I knew it would eventually happen. I had my first bout of blog rage last night. I came across a blog that was ripping on John Piper.
Whoa! Whoa! Whoa! He wrote a piece entitled "Don't Waste Your Cancer." This was his personal response to the news that he had prostate cancer. The blogger had a problem with his points.
The blogger went on and on about how Piper throws Bible verses out in painful situations and probably has horrible bedside manners with people who are dying.
I just can't understand how using Scripture to answer life problems is a problem. I love what John Piper says in this piece. Suffering is a part of God's plan. It was for His perfect Son Jesus and it is for His imperfect son, Dan. I love how Paul encourages God's children in Romans 8:17 "Now if we are children, then we are heirs—heirs of God and co-heirs with Christ, if indeed we share in his sufferings in order that we may also share in his glory."

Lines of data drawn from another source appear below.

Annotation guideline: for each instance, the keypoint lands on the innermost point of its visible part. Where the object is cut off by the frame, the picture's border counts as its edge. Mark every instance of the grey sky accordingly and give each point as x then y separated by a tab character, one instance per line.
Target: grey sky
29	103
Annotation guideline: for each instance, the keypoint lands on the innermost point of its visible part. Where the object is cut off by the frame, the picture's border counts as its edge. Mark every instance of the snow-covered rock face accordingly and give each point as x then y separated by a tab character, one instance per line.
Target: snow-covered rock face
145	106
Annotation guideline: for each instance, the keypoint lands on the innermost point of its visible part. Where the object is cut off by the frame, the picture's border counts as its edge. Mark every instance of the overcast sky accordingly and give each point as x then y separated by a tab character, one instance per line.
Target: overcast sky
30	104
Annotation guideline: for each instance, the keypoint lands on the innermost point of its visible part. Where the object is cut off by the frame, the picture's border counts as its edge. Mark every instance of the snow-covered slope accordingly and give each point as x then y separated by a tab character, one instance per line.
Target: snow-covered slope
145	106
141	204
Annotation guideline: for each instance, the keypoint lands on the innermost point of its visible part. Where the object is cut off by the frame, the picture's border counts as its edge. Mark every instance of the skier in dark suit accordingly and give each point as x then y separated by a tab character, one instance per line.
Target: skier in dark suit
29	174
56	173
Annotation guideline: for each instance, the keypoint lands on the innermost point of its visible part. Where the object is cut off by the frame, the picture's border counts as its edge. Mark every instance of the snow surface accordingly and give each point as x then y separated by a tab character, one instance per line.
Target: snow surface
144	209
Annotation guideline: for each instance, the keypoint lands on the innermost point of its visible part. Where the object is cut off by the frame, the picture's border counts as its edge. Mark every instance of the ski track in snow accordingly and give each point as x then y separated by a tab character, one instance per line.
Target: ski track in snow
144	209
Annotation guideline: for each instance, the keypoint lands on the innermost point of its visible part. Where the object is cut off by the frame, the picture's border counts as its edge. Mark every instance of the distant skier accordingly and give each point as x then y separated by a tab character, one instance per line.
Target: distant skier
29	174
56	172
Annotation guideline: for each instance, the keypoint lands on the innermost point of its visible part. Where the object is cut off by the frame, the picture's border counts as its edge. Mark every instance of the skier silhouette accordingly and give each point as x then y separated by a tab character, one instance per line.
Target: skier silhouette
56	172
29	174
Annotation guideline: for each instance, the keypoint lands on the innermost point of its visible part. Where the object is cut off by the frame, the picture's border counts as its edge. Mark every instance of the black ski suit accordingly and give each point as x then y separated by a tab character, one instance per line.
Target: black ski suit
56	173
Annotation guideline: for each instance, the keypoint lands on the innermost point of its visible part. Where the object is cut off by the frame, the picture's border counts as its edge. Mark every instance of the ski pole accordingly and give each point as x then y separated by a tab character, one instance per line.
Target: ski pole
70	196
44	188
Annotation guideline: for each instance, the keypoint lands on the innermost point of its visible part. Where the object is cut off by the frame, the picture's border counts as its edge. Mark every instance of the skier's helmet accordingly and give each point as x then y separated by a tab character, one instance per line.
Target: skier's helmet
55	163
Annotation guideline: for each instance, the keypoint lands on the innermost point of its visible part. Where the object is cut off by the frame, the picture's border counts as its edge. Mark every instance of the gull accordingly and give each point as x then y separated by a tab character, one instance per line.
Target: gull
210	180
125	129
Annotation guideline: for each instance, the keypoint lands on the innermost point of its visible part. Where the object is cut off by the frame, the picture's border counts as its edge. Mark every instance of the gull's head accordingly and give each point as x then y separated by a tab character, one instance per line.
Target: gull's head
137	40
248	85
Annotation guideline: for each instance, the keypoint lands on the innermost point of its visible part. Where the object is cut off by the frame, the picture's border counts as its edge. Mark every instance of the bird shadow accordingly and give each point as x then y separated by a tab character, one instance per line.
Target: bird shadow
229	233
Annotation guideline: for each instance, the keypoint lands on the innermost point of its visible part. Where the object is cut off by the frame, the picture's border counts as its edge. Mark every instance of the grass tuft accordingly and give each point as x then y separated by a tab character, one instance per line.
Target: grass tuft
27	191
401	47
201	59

If I want the glory then I am asking for the pain. And the pain is nothing compared to what I will inherit.
Walking the road to Calvary isn't in flip-flops, wearing Oakley's, listening to the David Crowder Band on your Ipod while drinking a fruit drink out of a pineapple. It's about calculating each step, find the sovereignty of God in each breath and longing for the glory of the life that is to come. As Paul concludes in the next verse, "I consider that our present sufferings are not worth comparing with the glory that will be revealed in us."
When I got up with Josiah in the middle of the night I was still thinking about how I could only throw Bible verses at myself to comfort me and help my wounded heart.